Bericht von Wurmschwanz 03

Ich sollte meiner wunderschönen Jungherrin Miss Wanda ein goldenes Armband besorgen. Sie hatte mir genaue Anweisungen erteilt, bei welchem Juwelier sie es in der Schaufensterauslage gesehen hatte. Ich fand es auf Anhieb und hoffte nun inständig, das es das richtige wäre, denn es war sehr teuer gewesen, aber für meine neue Jungherrin tat ich alles.

Außerdem sollte ich als weiteren Bestandteil meiner C3-Sklavenerziehung für ein bestimmtes Wochenende ein Luxushotelzimmer am Meer für sie und ihren Junghengst buchen und eine Erste Klasse sowie eine Zweite Klasse Fahrt im Zug dorthin. Es stand außer Frage, dass ich armer Tropf wohl in der Zweiten Klasse fahren würde und meine angebetete Jungherrin in der Ersten.

Das war nur angemessen. Allein die Aussicht auf einen Realtreff mit der entzückenden Jungherrin Miss Wanda ließ mich tagelang kaum schlafen. Als der Tag endlich gekommen war, zitterte ich vor Nervosität und als ich sie zum ersten Mal live auf dem Bahnhof sah, blieben mir die Worte im Hals stecken. Glücklicherweise war meine Jungherrin erfahren in der Sklavenerziehung und so forderte sie mich prompt auf, ihr die Stiefel zu küssen.

Oh meine Göttin, ich wollte nichts lieber tun, aber der dreckige Bahnhofsboden und all die Menschen um mich herum veranlassten mich zu zögern. Ein Blick in ihre herrischen Augen jedoch, ließ mich sofort auf die Knie fallen und trotz der peinigenden Blicke der Bahnhofsbesucher, leckte ich ihre Stiefel.

Meine Jungherrin war göttlich und ihre Ausstrahlung einfach wundervoll. Schnell überreichte ich ihr das wertvolle Armband und sie nahm es entgegen. Dankbar und schwitzend vor Aufregung, dass es das richtige war, schleppte ich ihre Koffer bis zum Zug. Dort trennten sich unsere Weg und in meinem Zweite Klasse-Abteil musste ich tief verschnaufen und die Eindrücke meiner ersten Begegnung mit der unbeschreiblichen Jungherrin Miss Wanda verarbeiten.

Ich konnte meine Erregung beim Gedanken daran, dass sie nur wenige Meter von mir entfernt, nur getrennt durch eine dünne Zugwand mit ihren schönen Beinen saß, kaum unter Kontrolle bringen. Miss Wanda würde wohl noch viel mit mir C3-Anwärter in ihrer Sklavenerziehung arbeiten müssen, damit ich diese sündigen Gedanken an sie ausmerzen konnte. Am Hotel angekommen, beeilte ich mich, alles für sie zu organisieren, denn meiner Jungherrin sollte es an nichts fehlen.
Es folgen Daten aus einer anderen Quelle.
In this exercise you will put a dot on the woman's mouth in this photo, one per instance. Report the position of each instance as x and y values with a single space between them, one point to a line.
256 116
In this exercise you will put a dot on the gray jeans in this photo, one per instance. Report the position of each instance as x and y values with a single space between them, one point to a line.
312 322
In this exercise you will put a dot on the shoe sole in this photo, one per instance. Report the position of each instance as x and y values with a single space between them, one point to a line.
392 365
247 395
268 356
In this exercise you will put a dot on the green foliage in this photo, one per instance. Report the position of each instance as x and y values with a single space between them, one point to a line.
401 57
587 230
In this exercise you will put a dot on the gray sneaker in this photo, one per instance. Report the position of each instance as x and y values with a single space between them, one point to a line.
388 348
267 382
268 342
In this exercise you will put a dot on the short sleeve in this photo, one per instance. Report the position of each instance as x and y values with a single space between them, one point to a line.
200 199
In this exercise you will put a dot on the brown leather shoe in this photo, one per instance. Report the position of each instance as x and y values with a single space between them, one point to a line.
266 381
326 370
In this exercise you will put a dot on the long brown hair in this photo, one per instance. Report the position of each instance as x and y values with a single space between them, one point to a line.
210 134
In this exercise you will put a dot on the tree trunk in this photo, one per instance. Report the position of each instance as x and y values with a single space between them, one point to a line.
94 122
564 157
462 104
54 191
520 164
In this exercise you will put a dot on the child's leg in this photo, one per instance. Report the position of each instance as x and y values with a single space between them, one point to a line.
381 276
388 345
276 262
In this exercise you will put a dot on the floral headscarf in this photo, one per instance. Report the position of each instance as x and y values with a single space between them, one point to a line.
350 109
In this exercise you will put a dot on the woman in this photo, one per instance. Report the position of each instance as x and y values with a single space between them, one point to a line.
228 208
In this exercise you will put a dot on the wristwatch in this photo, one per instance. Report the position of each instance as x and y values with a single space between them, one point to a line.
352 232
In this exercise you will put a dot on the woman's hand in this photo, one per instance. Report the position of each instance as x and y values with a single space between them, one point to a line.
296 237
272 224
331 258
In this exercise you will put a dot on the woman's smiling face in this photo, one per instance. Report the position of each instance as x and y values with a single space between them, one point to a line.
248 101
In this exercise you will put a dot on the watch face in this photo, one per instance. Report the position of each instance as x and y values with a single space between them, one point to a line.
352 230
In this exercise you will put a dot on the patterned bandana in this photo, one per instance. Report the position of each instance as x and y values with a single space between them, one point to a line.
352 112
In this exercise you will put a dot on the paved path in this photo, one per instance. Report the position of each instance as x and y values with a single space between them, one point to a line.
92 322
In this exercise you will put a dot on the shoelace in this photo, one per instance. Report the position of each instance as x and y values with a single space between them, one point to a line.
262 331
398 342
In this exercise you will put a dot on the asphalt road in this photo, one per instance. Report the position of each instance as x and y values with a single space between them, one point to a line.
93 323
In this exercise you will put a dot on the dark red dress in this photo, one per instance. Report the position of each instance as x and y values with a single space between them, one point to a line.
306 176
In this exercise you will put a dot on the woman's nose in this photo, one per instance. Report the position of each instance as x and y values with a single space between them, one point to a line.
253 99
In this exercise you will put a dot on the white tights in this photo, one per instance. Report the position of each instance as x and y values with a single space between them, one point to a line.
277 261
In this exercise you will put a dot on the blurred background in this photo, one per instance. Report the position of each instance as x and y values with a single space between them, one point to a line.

Als ich schließlich das Gepäck aufs Zimmer gebracht hatte und in der Ecke wartete, wanderten meine unzüchtigen Gedanken wieder unter ihren Rock und ich wünschte mir, meine Jungherrin würde mich dafür bestrafen. Dies tat sie auch, aber leider nicht so, wie ich es mir erträumt hatte.

Denn statt einiger Peitschenhiebe erhielt ich die Anweisung, im Badezimmer zu verschwinden. Dort wartete ich geduldig und hörte, wie ihr Junghengst erschien. Ganz fest drückte ich mein Ohr an die Badezimmertür und das erregende Knistern der Bettdecke, küssende Schmatzgeräusche, die in atemloses Stöhnen übergingen und ihre züchtigenden Leckbefehle für den Monsterschwanz ließen meinen kleinen Wurmschwanz steif werden. Ich platzte schier vor Erregung, wollte aber den Lustmoment auskosten und hörte weiter dem heftigen Treiben der beiden zu.

Als es still wurde, mein Schwanz in der Hose vor Erregung schmerzte, rief mich meine Jungherrin zu sich, um meine C3-Sklavenerziehung voranzutreiben. Kaum betrat ich das Zimmer, sah ich den Monsterschwanz des Junghengstes und erblasste vor Neid. Mächtig und riesig streckte sich das Gehänge heraus und als wollte sie ihn mir vorführen, nahm sie ihn vor meinen Augen in die Hand und spielte mit dem Monsterschwanz.

Ich konnte kaum den Champagner einschenken, so sehr zitterten meine Hände vor Eifersucht und Lust zugleich. Das ganze Wochenende quälte mich Miss Wanda so, denn ich musste als ihr C3 im sterilen Badezimmer bleiben, mit Ausnahme weniger Momente, wo sie mir den Monsterschwanz des Junghengstes vorführte.